Les protestataires ont appelé au départ des « 3B », Abdelkader Bensalah, Tayeb Belaiz et Noureddine Bedoui, trois hommes-clés de l’appareil mis en place par Abdelaziz Bouteflika et à qui la Constitution confie les rênes du processus d’intérim.
Président depuis plus de seizeans du Conseil de la Nation (chambre haute), Abdelkader Bensalah est chargé par la Constitution de remplacer le chef de l’État pour trois mois, le temps d’élire un successeur lors d’une présidentielle. Tayeb Belaiz, qui fut durant ces seize ans ministre, préside le Conseil constitutionnel, chargé de contrôler la régularité du scrutin.
Le Premier ministre Noureddine Bedoui était jusqu’à sa nomination le 11 mars le très zélé ministre de l’Intérieur et aux yeux des manifestants l’« ingénieur en chef de la fraude électorale et ennemi des libertés », comme l’a qualifié le quotidien francophone El Watan.
L’opposition appelle à « une nouvelle Constitution »
« S’en tenir à la Constitution », et confier l’intérim et l’organisation des élections à des hommes incarnant le système, « va probablement susciter pas mal de protestations », estime Isabelle Werenfels, chercheuse associée à l’Institut allemand pour les Affaires internationales et de Sécurité.

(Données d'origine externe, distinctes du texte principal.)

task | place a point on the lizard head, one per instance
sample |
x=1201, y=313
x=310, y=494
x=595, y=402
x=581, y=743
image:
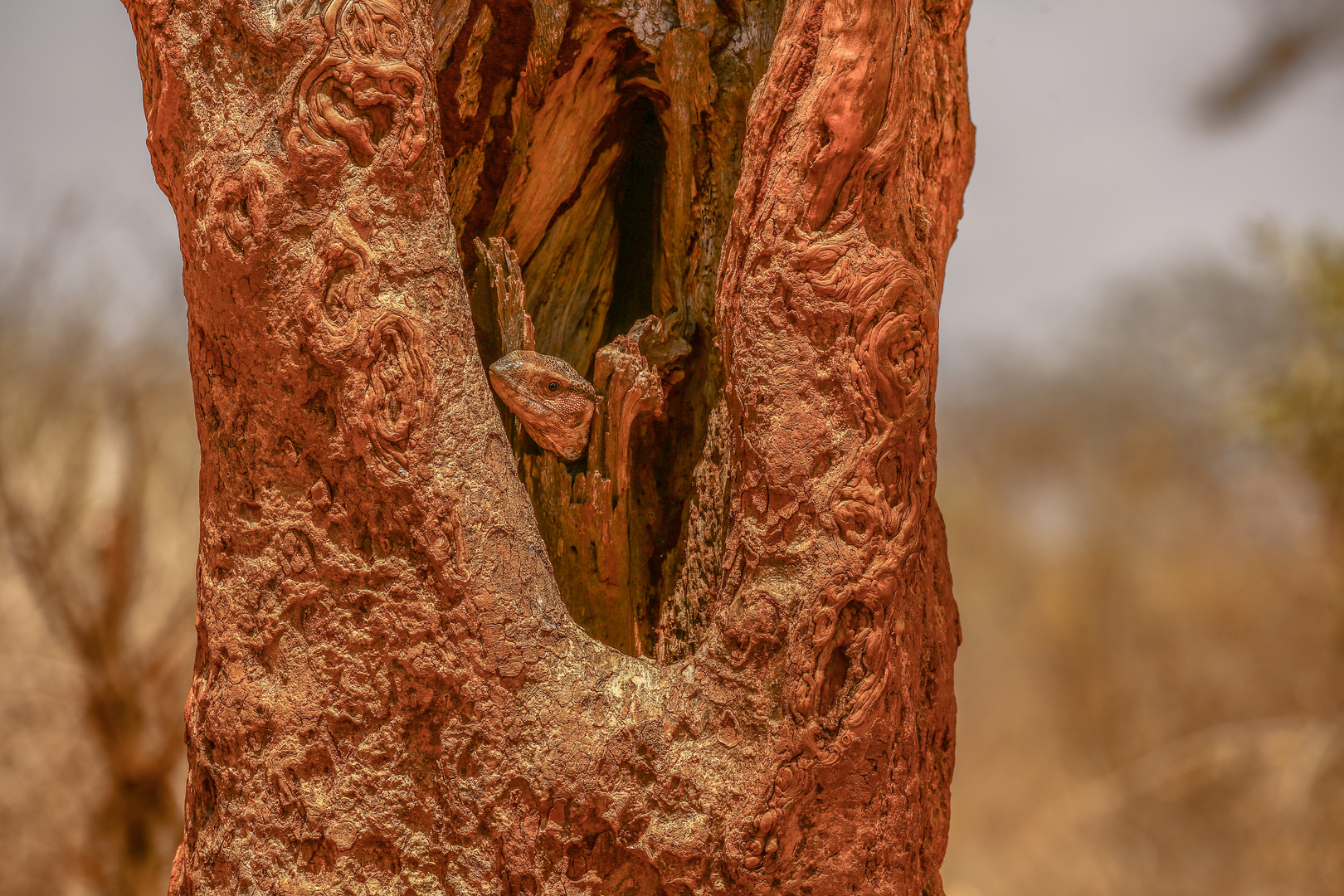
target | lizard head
x=554, y=403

À la place, les manifestants appellent à la mise sur pied d’institutions de transition à même d’engager des réformes et d’organiser des élections libres. « L’après Bouteflika n’est pas clair. La rue et les partis » d’opposition « appellent à une nouvelle Constitution, une nouvelle loi électorale », souligne Hamza Meddeb, chercheur sur le Moyen-Orient à l’Institut universitaire européen de Florence. L’Algérie entre dans « la phase la plus délicate ».